To answer your direct question, the reason why you are placing all of the words into a single node is because of the following statement inside of main():

b.insert(words)

The insert function creates a Node and sets the value of the node to the item you pass in. Instead, you need to create a node for each item in the list which is what your createTree() function does. The preceeding b.insert is not necessary.

Removing that line makes your tree become correctly formed, but reveals a fundamental problem with the design of your data structure, namely the printTree() method. This method seems designed to traverse the tree and recursively call itself on any child. In your initial version this function worked, because there the tree was mal-formed with only a single node of the whole list (and the print function simply printed that value since right and left were empty).

However with a correctly formed tree the printTree() function now tries to invoke itself on the left and right descendants. The descendants however are of type _Node, not of type BinaryTree, and there is no methodprintTree() declared for _Node objects.

You can salvage your code and solve this new error in one of two ways. First you can implement your BinaryTree.printTree() function as _Node.printTree(). You can't do a straight copy and paste, but the logic of the function won't have to change much. Or you could leave the method where it is at, but wrap each _left or _right node inside of a new BinaryTree so that they would have the necessary printTree() method. Doing this would leave the method where it is at, but you will still have to implement some kind of helper traversal method inside of _Node.

Finally, you could change all of your _Node objects to be _BinaryTree objects instead.
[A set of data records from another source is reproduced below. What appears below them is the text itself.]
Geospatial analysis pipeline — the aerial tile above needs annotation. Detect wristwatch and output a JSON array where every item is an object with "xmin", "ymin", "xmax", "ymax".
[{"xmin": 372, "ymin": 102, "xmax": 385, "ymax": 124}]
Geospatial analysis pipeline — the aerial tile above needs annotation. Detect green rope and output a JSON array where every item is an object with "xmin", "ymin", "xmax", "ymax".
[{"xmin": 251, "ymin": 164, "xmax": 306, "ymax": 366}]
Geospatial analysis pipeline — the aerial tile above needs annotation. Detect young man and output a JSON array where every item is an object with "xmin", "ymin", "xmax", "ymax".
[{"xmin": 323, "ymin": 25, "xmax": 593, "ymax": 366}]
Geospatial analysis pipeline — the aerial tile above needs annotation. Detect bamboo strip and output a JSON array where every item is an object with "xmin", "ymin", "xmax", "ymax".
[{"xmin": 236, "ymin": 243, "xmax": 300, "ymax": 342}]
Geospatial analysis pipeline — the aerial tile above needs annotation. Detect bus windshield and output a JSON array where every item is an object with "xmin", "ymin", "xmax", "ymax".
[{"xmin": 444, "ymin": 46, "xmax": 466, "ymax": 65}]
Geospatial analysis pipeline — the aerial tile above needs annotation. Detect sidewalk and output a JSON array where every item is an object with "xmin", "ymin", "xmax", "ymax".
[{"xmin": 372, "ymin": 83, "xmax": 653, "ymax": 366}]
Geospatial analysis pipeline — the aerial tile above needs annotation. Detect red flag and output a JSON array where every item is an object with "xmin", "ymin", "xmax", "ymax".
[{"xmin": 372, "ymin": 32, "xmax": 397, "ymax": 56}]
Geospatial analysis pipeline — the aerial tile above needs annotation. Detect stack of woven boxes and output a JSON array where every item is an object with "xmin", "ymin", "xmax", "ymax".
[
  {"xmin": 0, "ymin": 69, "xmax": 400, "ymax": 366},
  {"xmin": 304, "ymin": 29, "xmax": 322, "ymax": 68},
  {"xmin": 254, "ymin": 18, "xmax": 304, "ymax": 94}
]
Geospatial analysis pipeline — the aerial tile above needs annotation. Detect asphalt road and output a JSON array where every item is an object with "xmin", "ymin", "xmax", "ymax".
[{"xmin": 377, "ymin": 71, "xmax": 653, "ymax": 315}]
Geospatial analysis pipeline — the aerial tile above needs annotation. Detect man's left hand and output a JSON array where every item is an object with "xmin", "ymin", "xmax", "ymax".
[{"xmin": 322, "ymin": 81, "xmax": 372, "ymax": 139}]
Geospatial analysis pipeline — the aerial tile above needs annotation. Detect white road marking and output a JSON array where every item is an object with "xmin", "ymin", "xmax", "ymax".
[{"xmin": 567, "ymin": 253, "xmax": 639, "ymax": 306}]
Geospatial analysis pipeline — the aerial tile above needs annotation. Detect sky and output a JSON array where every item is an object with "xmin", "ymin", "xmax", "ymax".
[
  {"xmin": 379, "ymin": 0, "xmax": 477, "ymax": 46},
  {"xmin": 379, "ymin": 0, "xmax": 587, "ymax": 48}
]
The semantic difference between a node and a tree is one of scope. A node should only be aware of itself, its direct children (left and right), and possibly its parent. A tree on the other hand can be aware of any of its descendents, no matter how far removed. This is accomplished by treating any child node as its own tree. Even a leaf, without any children at all can be thought of as a tree with a depth of 0. This behavior is what lets a tree work recursively. Your code is mixing the two together.